Recognize compromise indicators across network, host, and application layers.

  • Network indicators such as anomalous DNS activity, beaconing cadence, lateral movement patterns, and traffic to known bad destinations.
  • Host indicators including unsigned binaries, suspicious scheduled tasks, unusual process lineage, and memory injection artifacts.
  • Application indicators such as authentication anomalies, privilege escalation patterns, abnormal API usage, and credential stuffing behavior.
  • Lateral movement signs including pass-the-hash, pass-the-ticket, remote service abuse, and anomalous RDP or SSH sessions.
  • Data exfiltration patterns such as large outbound transfer spikes, encoding or encryption abuse, and unexpected cloud uploads.

1.3 Tools and Techniques

Apply tooling to detect, investigate, and respond to threats.

SIEM and Log Analysis

  • Use SPL, KQL, or Lucene style queries for correlation and dashboarding.
  • Tune alerts with threshold, anomaly, and threat-intelligence enrichment methods.
  • Maintain retention policies and legal hold readiness.

Network Monitoring

  • Use packet capture and PCAP analysis workflows with tcpdump and Wireshark.
  • Leverage NetFlow, sFlow, or IPFIX baselining for deviation detection.
  • Tune IDS and IPS signatures and author custom Snort or Suricata rules.

Endpoint Detection

  • Analyze EDR telemetry for process execution, file changes, registry changes, and outbound connections.
  • Use YARA signatures for targeted file and memory scanning.
  • Harden endpoint controls with firewall and application policy.

Email and Web Security

  • Inspect SPF, DKIM, and DMARC policy and authentication outcomes.
  • Use URL and attachment sandboxing for detonation and verdicting.
  • Correlate web proxy and content filter logs during triage.

1.4 Threat Intelligence and Hunting

Leverage intelligence and hypotheses to find adversary activity proactively.

  • Use open source, commercial, and sector sharing feeds including ISAC or ISAO channels.
  • Combine IoCs and IoAs with strategic, tactical, and operational intelligence levels.
  • Build hunt hypotheses using ATT&CK mapping and data source gap analysis.
  • Execute hunts with stack counting, frequency analysis, and outlier clustering.
  • Map adversary capabilities to enterprise risk using practical threat modeling methods.

1.5 Process Improvement

Drive measurable SOC improvements through automation and feedback loops.

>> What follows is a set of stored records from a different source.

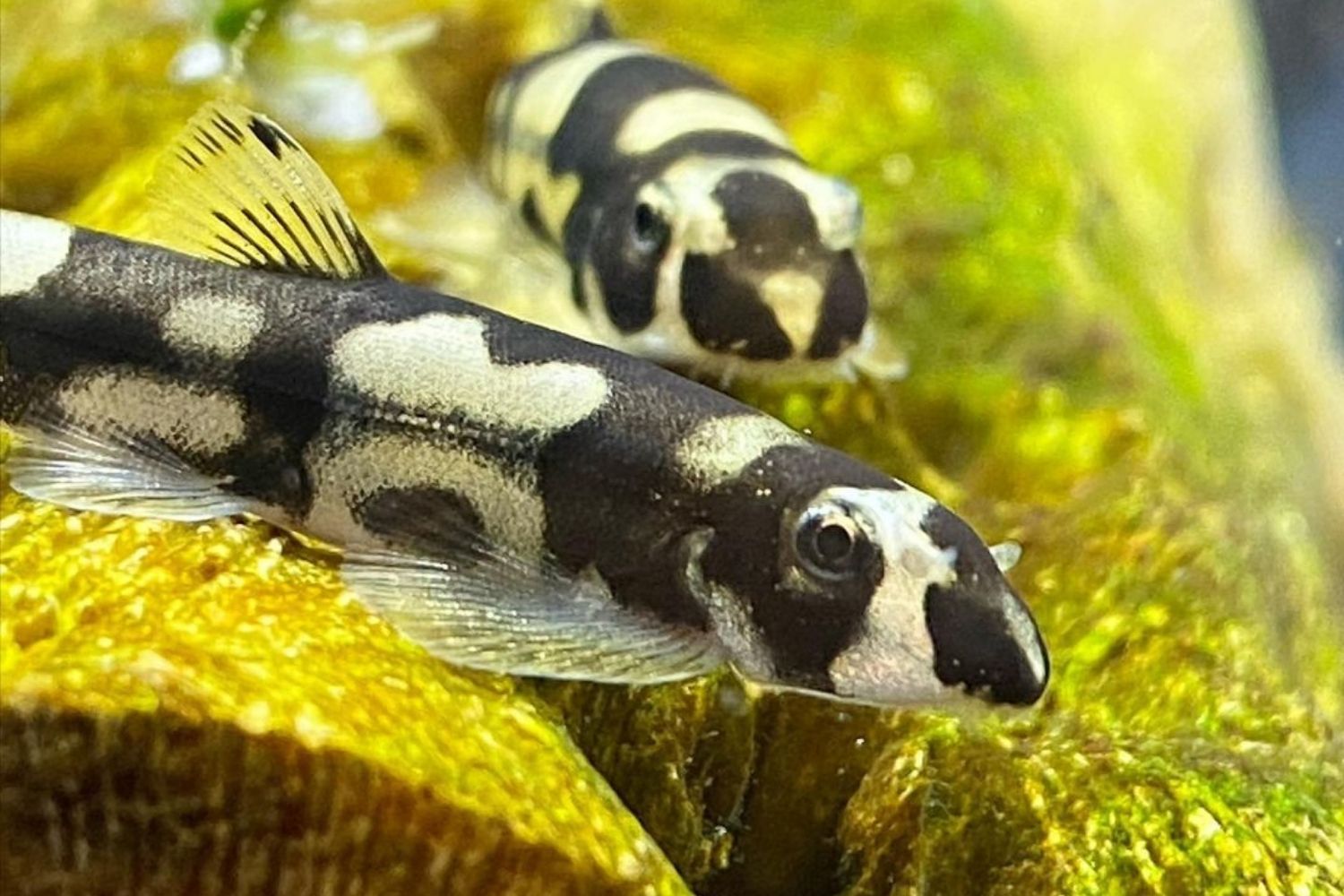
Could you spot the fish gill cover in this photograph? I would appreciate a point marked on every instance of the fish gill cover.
(1110, 332)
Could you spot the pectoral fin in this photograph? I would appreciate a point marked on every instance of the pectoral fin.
(497, 613)
(116, 473)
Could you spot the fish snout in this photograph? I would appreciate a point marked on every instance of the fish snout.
(844, 308)
(986, 642)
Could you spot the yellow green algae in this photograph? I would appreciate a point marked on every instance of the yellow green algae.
(1085, 260)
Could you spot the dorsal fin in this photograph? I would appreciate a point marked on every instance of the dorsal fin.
(236, 188)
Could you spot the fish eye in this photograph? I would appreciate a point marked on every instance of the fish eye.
(650, 231)
(831, 544)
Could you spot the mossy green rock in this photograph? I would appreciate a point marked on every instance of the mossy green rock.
(1110, 363)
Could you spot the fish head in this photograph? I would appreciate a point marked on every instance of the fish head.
(771, 271)
(882, 595)
(742, 261)
(941, 619)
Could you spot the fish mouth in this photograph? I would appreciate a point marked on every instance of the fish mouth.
(988, 643)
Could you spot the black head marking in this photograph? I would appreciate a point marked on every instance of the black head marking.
(768, 218)
(844, 308)
(628, 246)
(725, 314)
(757, 519)
(970, 621)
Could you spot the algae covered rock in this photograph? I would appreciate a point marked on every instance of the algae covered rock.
(1112, 362)
(195, 710)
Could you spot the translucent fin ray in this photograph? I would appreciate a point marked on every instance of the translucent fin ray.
(112, 473)
(494, 611)
(236, 188)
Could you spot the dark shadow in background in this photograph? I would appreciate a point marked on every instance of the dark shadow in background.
(1304, 40)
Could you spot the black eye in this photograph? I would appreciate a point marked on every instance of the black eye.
(831, 546)
(650, 231)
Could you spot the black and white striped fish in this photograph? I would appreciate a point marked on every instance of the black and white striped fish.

  • Track MTTD, MTTR, false positive rate, and alert-to-incident conversion.
  • Automate enrichment, ticketing, containment, and triage actions in SOAR playbooks.
  • Run lessons learned and purple-team iterations to improve detections.
  • Maintain runbooks, SOPs, and structured shift handover processes.

Key concepts

  • SIEM correlation and alert tuning
  • EDR and XDR telemetry analysis
  • Traffic baselining and anomaly detection
  • Threat hunting methodology
  • SOAR playbook automation
  • MITRE ATT&CK mapping

Study tips

  • Practice SIEM query writing against realistic sample data.
  • Map common attack scenarios to ATT&CK techniques and data sources.
  • Build a small home lab SIEM pipeline and validate normalization quality.
  • Review public packet captures and identify indicators and hypotheses.